PARP inhibition alleviated adrenal insufficiency, histology and neutrophil infiltration

Corticosterone concentration increased immediately after ANP, peaked after 3 h, and decreased to a level significantly lower than the baseline at 24 h. 3-AB pretreatment did not affect corticosterone concentration at 3 and 6 h. However, an increase of corticosterone at 12 and 24 h was apparent in comparison to rats receiving TCA retrograde infusion and vehicle (Fig. 4a). TCA retrograde infusion increased adrenal MPO. 3-AB pretreatment significantly attenuated MPO increase in ANP rats (a trend at 3 h, and statistically significant reduction at 6–24 h; Fig. 4b).

Fig. 4
figure 4

PARP inhibition reduced adrenal insufficiency (a) and neutrophil infiltration (b) after ANP (n = 5).
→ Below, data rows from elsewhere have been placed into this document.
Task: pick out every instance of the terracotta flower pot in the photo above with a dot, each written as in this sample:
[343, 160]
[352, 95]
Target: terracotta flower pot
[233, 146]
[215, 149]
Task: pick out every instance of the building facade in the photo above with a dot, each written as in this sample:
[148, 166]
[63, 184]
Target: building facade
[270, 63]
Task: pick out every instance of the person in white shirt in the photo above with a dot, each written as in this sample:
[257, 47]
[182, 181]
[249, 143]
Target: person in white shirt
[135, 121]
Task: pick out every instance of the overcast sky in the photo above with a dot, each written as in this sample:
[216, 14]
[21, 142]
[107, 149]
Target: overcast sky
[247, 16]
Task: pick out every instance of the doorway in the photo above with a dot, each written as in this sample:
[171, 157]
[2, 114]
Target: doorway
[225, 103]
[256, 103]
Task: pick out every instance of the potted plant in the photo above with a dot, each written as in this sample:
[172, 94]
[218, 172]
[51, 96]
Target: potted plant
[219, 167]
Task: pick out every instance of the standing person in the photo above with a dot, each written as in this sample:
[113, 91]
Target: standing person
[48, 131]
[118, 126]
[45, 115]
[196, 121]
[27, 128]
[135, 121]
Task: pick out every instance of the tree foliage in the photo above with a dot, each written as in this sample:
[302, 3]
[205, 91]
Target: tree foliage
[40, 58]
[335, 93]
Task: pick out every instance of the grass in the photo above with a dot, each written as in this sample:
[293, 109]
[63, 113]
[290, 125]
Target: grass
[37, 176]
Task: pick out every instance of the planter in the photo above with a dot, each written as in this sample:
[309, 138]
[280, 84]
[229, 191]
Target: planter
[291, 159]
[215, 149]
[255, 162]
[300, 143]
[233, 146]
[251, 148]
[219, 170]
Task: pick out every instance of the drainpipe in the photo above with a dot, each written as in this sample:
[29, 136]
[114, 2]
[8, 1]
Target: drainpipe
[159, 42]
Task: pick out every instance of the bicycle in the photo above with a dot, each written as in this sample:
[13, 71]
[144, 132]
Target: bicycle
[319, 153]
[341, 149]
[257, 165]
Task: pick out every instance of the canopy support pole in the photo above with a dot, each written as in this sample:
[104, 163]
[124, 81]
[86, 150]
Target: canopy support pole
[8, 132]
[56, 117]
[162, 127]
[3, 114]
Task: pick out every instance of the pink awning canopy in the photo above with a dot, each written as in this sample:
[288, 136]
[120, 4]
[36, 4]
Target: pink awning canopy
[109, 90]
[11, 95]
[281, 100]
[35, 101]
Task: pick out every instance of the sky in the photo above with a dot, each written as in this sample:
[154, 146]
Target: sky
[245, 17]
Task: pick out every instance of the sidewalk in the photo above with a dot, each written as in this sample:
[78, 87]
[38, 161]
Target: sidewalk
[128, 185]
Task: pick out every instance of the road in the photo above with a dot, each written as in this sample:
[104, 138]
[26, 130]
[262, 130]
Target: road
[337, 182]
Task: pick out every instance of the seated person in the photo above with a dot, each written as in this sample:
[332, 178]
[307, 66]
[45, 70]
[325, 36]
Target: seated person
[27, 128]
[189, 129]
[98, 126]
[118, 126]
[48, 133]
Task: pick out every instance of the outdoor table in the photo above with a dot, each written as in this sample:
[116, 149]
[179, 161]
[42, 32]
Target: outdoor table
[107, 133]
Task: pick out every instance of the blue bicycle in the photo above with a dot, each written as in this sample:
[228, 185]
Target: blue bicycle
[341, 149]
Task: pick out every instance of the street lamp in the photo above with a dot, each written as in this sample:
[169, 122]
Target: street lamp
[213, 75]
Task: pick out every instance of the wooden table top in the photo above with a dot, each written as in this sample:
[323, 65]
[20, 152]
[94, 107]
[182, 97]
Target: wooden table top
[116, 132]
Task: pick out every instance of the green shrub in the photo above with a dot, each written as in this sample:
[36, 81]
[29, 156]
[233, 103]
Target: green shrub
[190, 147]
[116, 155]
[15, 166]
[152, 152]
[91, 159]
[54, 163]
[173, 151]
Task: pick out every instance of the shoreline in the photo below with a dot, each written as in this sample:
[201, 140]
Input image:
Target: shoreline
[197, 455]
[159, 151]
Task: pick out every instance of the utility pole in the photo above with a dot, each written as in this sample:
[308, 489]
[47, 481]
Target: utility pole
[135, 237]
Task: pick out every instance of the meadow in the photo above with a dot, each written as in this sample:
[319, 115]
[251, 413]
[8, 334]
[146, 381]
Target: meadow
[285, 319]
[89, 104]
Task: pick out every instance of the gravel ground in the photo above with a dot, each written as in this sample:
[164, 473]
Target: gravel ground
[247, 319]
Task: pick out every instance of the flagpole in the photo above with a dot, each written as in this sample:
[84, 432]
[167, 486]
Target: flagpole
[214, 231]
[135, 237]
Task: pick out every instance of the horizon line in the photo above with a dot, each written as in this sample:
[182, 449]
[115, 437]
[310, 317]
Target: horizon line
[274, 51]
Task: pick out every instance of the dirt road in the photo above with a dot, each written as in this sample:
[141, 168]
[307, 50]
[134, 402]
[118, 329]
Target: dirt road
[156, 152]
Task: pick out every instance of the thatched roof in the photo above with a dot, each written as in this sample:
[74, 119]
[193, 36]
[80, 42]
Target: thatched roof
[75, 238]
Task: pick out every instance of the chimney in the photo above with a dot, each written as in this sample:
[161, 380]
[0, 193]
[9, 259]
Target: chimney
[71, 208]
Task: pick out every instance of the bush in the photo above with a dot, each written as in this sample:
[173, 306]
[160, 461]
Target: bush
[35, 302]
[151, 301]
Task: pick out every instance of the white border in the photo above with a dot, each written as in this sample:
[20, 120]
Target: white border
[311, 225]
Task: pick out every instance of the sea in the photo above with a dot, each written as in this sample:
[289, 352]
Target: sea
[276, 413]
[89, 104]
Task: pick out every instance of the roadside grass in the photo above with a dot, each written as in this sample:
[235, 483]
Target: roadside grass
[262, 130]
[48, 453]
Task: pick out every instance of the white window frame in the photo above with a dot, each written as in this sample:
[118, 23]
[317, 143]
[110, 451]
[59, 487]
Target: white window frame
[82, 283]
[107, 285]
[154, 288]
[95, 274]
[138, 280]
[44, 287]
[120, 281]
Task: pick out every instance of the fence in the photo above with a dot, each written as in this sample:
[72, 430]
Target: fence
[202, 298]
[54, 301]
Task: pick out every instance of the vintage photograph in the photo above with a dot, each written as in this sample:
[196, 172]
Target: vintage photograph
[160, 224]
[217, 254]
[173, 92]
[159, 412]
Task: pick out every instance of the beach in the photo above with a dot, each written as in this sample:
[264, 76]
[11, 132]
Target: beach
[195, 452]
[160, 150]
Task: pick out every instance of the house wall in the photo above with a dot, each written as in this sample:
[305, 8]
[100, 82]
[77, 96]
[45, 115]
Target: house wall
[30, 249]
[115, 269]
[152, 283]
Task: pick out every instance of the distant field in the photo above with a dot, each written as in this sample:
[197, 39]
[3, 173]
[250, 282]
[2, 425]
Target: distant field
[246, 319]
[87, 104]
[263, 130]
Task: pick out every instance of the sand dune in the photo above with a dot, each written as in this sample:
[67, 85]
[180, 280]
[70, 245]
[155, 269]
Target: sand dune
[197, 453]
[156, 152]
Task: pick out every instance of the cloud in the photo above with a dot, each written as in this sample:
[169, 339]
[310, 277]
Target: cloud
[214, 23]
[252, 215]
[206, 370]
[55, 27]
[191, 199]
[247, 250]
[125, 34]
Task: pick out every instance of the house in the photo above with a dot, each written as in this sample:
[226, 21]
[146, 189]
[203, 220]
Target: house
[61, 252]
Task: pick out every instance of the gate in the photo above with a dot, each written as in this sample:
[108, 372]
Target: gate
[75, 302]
Morphologic changes of rat adrenals in control (d), ANP 3 h (e), ANP 6 h (f), ANP 12 h (g), 3-AB-treated 12 h (h) rats are shown. No histological alterations were observed in the adrenal tissues from control rats (d). 3-AB significantly reduced the severity of the histological signs of adrenal injury (f). Comparison of the total histology score of adrenal (c). Figure is representative of at least 3 experiments performed on different experimental days. Bar = 50 μm. Original magnification: ×400. *P < 0.05 vs. CON group, # P < 0.05 vs. ANP group

TAC retrograde infusion caused severe destruction of sinusoids, hemorrhagic necrosis and various types of degeneration (vacuolar and granular degenerations, steatosis) in adrenal glands (Fig. 4e). 3-AB pretreatment apparently reduced histological damages (Fig. 4f and c).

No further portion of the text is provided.